4. Japan: Robot Babies to Save the Day
In addition to a stagnating economy, Japan is suffering from a seriously low birth rate—so low that in 1000 years, one demographer claims, the Japanese will be extinct. The country’s fertility rate fell below two children per woman in 1975 and is now holding steady at around 1.39. But that means that its elderly population is starting to outpace its young population. In 2012, toiletries company Unicharm said that sales of its adult diapers “slightly surpassed” baby diapers for the first time since the company moved into the elderly market in 1987.
The Japanese government, some critics claim, hasn’t done enough to address its low birth rate and in 2010, students at the University of Tsukuba stepped into the breach with Yotaro.
Yotaro is a robot baby. Though he doesn’t exactly look like a real baby, he cries, sneezes, suffers that perpetually drippy nose that is instantly recognizable to any parent, giggles when tickled, and is calmed by his rattle. His creators are hoping that if he can spark some measure of parental emotion in the people who see him, maybe they’ll consider making a real baby. "A robot can't be human but it's great if this robot triggers human emotions, so humans want to have their own baby," said Hiroki Kunimura, the Yotaro project leader.
5. Romania: No babies? Higher taxes.
In the 1960s, Romania was approaching zero population growth—a terrifying prospect for a Communist nation that held the Marxist principle that economic health lay in a robust labor class. So, starting in 1966, the government took some drastic and chilling measures.
They chose the stick rather than the carrot: Though there are tax and monetary incentives to encourage people to have children, they also punished people for not having them: Childless men and women over the age of 25, regardless of marital status, were subject to a new tax that could be as much as 20 percent of their income. Divorce was made incredibly difficult; in 1967, only 28 divorces were allowed, a precipitous decrease from the 26,000 the year before. Police were installed in hospitals to make sure that no illegal abortions were performed, and legal importation of birth control was halted.
It worked, at least in the short term. The baby bounce was significant—273,687 in 1966 to 527,764 in 1967—but lasted only as long as the police remained in hospitals. In the 1980s, the Nicolae Ceausescu regime again faced a declining birth rate and instituted even more draconian measures to raise it: Women were subjected to monthly gynecological exams to detect pregnancies in their earliest stage and to ensure that the pregnancies came to term. These exams were performed by “demographic command units,” which would also interrogate childless individuals and couples about their sex lives.

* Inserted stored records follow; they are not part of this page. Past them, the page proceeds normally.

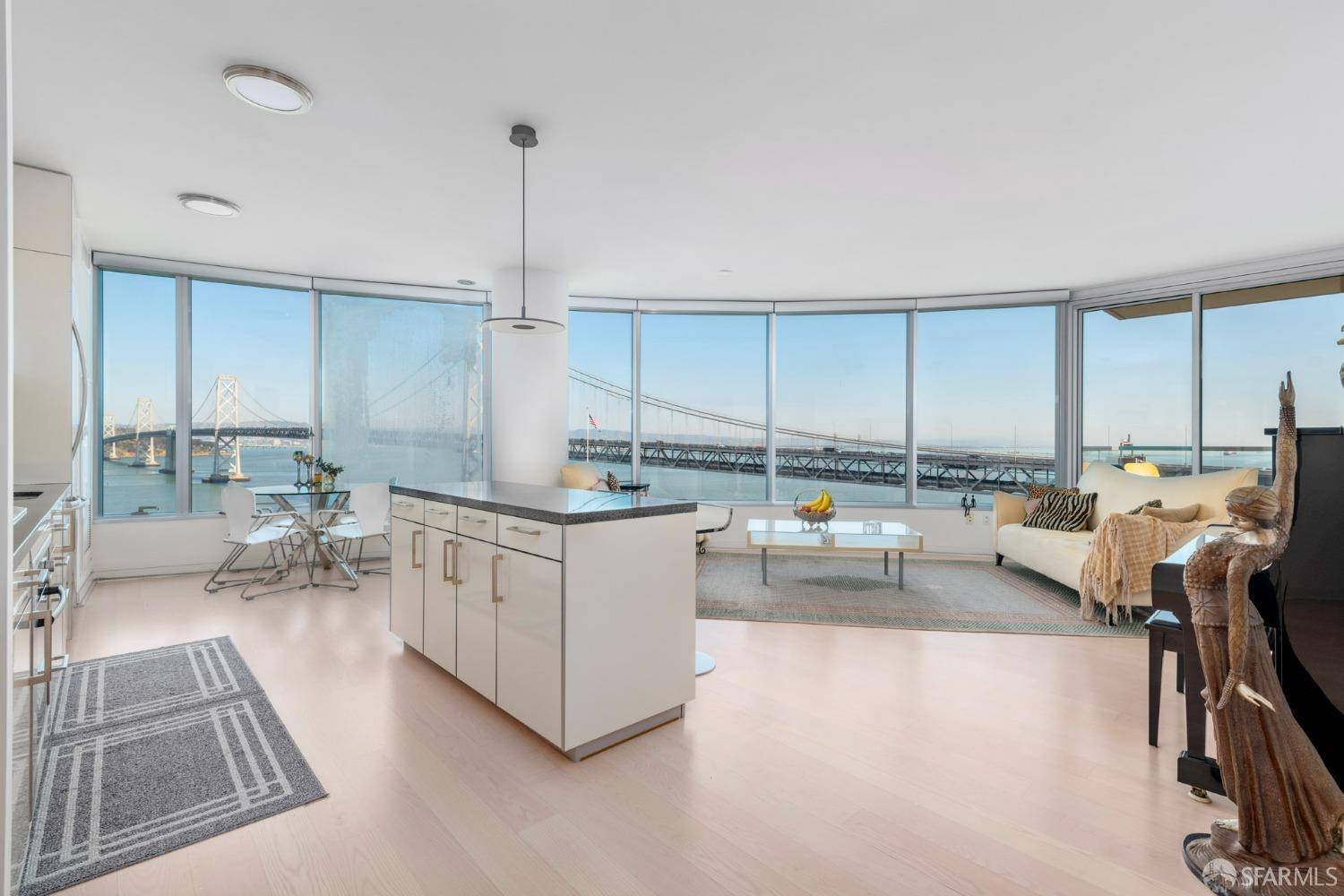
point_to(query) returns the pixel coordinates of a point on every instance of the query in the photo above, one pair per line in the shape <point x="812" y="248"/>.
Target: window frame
<point x="183" y="274"/>
<point x="911" y="306"/>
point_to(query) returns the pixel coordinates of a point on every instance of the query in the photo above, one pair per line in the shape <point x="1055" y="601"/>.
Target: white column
<point x="530" y="390"/>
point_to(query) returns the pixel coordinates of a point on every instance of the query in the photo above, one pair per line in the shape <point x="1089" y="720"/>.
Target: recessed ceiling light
<point x="268" y="89"/>
<point x="212" y="206"/>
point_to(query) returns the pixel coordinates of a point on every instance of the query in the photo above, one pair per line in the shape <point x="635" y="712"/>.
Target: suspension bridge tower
<point x="145" y="452"/>
<point x="228" y="449"/>
<point x="109" y="430"/>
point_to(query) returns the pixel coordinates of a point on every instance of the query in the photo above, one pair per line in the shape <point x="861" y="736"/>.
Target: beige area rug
<point x="946" y="595"/>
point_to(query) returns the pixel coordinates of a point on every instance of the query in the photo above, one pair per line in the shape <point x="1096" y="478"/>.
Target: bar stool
<point x="1163" y="634"/>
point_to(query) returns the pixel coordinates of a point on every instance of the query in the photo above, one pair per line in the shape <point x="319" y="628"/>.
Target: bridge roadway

Access to abortion was made even more difficult; in 1985, the government declared that in order to eligible for an abortion, regardless of the circumstances, a woman had to have had five children and all those children had to still be under her care, or be over 45. At the same time, the monetary incentives encouraging women to have children were barely enough to buy a bit of milk, under the country’s depressed economic conditions.
Pretty grim. The campaign to forcibly control Romanian women’s fertility ended with the overthrow of Ceausescu’s regime in the bloody revolution of 1989.